Right-wing women defending the traditional family are public; they are loud and they are many. Especially they are loud about legal abortion, which they abhor; and what they have to say about legal abortion is connected to what they know about sex. They know some terrible things. [...] The right-wing woman makes what she considers the best deal. Her deal promises that she has to be fucked only by him, not by all his buddies too; that he will pay for the kids; that she can live in his house on his wages; and she smiles and says she wants to be a mommy and play house. [...] The women who rebel against their function must do it secretly, not causing grief, embarrassment, or confusion to other women isolated in their own reproductive quagmires, each on her own, each alone, each being a woman for all women in silence and in suffering and in solitude.

Dworkin concludes the chapter by wrapping up on how right-wing women consider private rapes with only one man in the confines of marriage as “the better deal.”

[Deleted]April 7, 2024

The part about how no girl would accept the hundred million lessons on how to be a girl, or want boys to like her, if she knew what she was for, was so relatable. I remember thinking that guys liked me as a person, thought I was interesting when they showed interest in me, and being bitterly disappointed when I found out that was wrong. But of course I internalized it, thought it meant I wasn't good enough. It's so effective, to have women riddled with insecurity makes us much easier to manipulate.

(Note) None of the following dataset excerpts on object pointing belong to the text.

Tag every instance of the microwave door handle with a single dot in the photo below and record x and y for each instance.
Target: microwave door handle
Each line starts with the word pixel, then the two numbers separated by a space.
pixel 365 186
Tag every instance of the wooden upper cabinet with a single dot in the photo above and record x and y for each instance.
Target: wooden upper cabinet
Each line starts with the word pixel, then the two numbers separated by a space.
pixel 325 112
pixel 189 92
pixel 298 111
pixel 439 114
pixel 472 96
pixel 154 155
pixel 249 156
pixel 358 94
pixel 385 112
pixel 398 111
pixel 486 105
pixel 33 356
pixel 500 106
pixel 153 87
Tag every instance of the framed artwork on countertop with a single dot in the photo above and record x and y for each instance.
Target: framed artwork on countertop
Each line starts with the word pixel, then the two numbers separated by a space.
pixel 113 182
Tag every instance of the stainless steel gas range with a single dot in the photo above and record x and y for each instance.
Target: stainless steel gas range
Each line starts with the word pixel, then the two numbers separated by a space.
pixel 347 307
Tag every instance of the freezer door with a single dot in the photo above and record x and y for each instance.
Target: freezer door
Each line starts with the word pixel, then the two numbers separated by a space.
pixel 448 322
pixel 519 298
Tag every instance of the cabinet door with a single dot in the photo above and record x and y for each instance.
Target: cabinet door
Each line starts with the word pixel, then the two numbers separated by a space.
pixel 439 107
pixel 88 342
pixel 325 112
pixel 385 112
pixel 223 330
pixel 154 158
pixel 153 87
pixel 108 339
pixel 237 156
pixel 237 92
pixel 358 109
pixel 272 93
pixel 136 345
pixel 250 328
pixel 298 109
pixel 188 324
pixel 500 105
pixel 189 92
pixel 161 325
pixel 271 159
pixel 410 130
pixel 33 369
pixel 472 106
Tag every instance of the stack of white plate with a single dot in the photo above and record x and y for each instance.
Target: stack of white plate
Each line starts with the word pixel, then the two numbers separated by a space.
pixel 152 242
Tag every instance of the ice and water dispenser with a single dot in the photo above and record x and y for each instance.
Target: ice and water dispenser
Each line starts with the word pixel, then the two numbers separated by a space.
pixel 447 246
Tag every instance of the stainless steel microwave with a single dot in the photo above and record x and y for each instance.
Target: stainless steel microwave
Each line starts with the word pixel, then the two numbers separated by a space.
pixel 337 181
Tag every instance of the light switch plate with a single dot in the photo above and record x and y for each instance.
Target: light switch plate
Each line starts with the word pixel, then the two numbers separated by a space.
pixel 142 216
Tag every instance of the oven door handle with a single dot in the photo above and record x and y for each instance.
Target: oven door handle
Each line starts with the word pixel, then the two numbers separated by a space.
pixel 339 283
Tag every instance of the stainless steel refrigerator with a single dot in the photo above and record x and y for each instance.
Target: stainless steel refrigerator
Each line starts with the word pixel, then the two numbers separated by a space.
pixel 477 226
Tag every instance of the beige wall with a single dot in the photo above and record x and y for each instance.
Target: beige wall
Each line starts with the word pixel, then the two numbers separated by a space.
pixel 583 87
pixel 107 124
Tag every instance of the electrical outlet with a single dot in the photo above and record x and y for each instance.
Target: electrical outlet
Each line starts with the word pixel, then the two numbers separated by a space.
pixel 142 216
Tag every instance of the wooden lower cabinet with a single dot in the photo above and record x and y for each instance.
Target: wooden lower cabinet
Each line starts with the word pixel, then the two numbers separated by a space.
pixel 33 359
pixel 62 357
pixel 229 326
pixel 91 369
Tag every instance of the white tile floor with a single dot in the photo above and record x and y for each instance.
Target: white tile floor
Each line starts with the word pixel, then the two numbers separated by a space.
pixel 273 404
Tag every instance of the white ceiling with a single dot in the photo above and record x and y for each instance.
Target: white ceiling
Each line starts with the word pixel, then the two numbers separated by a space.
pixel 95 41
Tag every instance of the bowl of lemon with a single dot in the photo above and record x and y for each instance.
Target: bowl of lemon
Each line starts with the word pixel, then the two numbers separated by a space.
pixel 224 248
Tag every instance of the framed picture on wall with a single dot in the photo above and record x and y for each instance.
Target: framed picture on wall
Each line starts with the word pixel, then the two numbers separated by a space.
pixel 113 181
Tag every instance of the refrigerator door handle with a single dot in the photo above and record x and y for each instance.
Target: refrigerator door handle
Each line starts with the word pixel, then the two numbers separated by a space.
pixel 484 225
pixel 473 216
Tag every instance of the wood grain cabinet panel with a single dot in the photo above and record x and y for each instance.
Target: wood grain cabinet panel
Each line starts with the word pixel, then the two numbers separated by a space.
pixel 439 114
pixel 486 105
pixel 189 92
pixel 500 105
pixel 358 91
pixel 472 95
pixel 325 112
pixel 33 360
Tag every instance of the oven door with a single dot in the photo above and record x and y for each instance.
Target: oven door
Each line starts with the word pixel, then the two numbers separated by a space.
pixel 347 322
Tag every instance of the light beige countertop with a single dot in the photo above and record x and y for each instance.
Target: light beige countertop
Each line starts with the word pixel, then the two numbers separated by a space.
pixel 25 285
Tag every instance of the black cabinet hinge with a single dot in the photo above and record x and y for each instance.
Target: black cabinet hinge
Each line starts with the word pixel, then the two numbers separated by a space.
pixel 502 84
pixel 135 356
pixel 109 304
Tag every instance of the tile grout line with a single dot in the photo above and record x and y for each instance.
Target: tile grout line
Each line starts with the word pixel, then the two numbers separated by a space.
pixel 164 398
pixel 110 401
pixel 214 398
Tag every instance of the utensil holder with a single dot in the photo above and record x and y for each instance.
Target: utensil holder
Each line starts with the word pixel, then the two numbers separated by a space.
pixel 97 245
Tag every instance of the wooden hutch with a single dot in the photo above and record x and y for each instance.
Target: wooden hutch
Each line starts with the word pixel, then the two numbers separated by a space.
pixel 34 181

I can see how the free love movement would have been appealing after so long of women's sexuality being repressed and controlled. Of course men didn't care at all about women being able to finally explore our own sexuality, they took advantage of the movement to shape our sexuality into what suited them. We have the extreme of that now with things like pornhub, only fans and sex work is work mentality. I find it hard to imagine what will come next. How can we get men - and women for that matter- to see women as fully human if they are growing up on media and in a culture which so thoroughly trains us to see women as objects?

TortoisemouseApril 10, 2024

I remember thinking that guys liked me as a person, thought I was interesting when they showed interest in me, and being bitterly disappointed when I found out that was wrong. But of course I internalized it, thought it meant I wasn't good enough. It's so effective, to have women riddled with insecurity makes us much easier to manipulate.

Same here. I remember finding this a devastating lesson when I went to University, after attending an all-girls Convent school until age 18. It was my first time really socialising with boys properly and it was devastating. One after another they would seem to want to be "friends" with me. Then when I didn't want to sleep with them they would drop me abruptly and not want to see me again. The only way I could make sense of it was, exactly as you say, to assume I was fundamentally inadequate in some way.

Unicorn [OP]April 7, 2024

How can we get men - and women for that matter- to see women as fully human if they are growing up on media and in a culture which so thoroughly trains us to see women as objects?

That is a really good question. I feel like documentaries like Killing Us Softly might help open some eyes. I think also just generally pointing out how fucked up shit is, constantly pointing it out and saying how it's not okay, helps too. Other than that, I'm really not sure.

[Deleted]April 7, 2024

I think Brainwashed does this as well with many more contemporary examples. Something that relies on advertising is less persuasive in today's streaming content world. We barely see 'ads' anymore. Women Art Revolution is another one from the art world specifically.

I think seeing how women responded, how strong and widespread the Women's Liberation Movement was in the day--before the internet--is also very eye opening, like She's Beautiful When She is Angry or The Glorias.

stern-as-steelApril 7, 2024

I love this chapter! I need to dig up my notes from when I last read it.

TortoisemouseApril 11, 2024

Please share your notes once you find them!